I am talking about the short term pain that we choose for ourselves. As the examples I used earlier show, I am talking about the short term pain of delayed gratification, of an investment of hard work, of putting one’s integrity ahead of one’s pleasure. I am talking about a burden, if you will, that we take on ourselves, for the sake of our own well-being, the well-being of others, and the well-being of the world.

It’s sort of buried in perhaps overly theological language, but revolutionary patience, short term pain for long term gain, is what Paul is talking about in today’s passage from 2 Corinthians. Actually, he’s not so much talking about it, as living it. As Gary mentioned in the introduction to the passage, the early church community in Corinth had pretty much stopped trusting and respecting Paul. In simple terms, they were no longer sure that his version of Christianity was the right version. Most of their doubt came from the fact that Paul just wasn’t all that impressive of a guy; he didn’t do miracles, he wasn’t a great speaker, he wasn’t rich, he didn’t show real visible gifts of the spirit. In fact, he often caused trouble when he went to new places, he got thrown in jail, he had big fights with the original apostles, and he hadn’t bothered to go visit the Corinthians for a long time!

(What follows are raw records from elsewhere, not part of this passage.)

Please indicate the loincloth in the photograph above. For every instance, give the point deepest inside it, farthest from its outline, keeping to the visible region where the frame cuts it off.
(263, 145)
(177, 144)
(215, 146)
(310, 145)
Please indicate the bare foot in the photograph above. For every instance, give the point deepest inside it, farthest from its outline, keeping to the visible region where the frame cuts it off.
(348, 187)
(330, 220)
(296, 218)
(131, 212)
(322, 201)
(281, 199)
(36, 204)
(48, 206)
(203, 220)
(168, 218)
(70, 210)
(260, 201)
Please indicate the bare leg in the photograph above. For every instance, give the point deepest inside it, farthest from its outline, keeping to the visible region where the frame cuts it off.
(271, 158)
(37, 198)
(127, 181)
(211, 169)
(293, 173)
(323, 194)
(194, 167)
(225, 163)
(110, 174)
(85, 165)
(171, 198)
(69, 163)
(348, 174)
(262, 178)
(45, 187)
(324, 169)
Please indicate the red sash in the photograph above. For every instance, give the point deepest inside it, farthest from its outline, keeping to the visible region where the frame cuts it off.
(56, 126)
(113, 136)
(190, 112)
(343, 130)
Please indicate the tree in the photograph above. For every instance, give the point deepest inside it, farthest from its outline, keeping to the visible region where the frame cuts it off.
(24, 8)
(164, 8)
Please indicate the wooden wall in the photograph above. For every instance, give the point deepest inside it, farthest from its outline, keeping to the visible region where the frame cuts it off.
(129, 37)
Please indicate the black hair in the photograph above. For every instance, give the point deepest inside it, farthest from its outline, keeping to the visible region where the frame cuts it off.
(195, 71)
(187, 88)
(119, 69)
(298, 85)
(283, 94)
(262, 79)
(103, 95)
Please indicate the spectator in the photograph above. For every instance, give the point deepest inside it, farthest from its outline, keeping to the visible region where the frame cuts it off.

Many people considered Paul to be weak, unpopular, poor, joyless, and even an impostor. And the Corinthians were beginning to believe them. But Paul “sucks it up” you might say. He has a vision of who Jesus was, and what Christianity is all about, and he is sticking to it. Paul may look weak and unpopular and poor, but, after all, the Lord he serves was rejected by everyone, and executed by the religious and political authorities. Paul’s goal is to be true and faithful, not well-liked. And that requires that he take some short term pain, in the form of people doubting and questioning and distrusting him.

But that’s not the end of the matter of course. From the short term pain comes long term gain. In the eyes of God, Paul is doing exactly what he needs to do. Although treated as an impostor, he is yet true in the eyes of God; although unpopular, he is yet well known to God; although punished, he is alive and free in the eyes of God; although seen as sorrowful, he is yet always rejoicing; although seen as poor, he is yet making many rich; although he has nothing, he yet possesses everything.

I hope we can see Paul as an example in all this. In the context of our Christian faith, short term pain for the sake of faithfulness, gives us long term gain in our relationship with God.

But I think this isn’t just a uniquely spiritual reality. But rather our willingness to remain true to God, even when it is not popular or easy or successful, is important for the world in which we live. This world desperately needs people who just keep on doing what is right, come what may. This world desperately needs people who are willing to take short term pain of being Christ-like, exactly so that the world can have the long term gain of seeing what faithfulness to Christ looks like. That’s the kind of patience that could lead to a revolution of faithfulness, a revolution which would make the world a better place for everyone.

And to bring it back to even more basic terms, learning that it would have been a good idea to pass up a $17 skateboard today, for the sake of a $29.99 skateboard later, is a really good lesson for a kid to learn. Apply it to your diet. Apply it to your job. Apply it to your marriage. Apply it to your parenting, and teach it to your kids. Apply it to your financial life. Having real patience, taking on short term pain for the sake of long term gain is going to make your life and faith better today and tomorrow, and it is going to make this world a better place as well.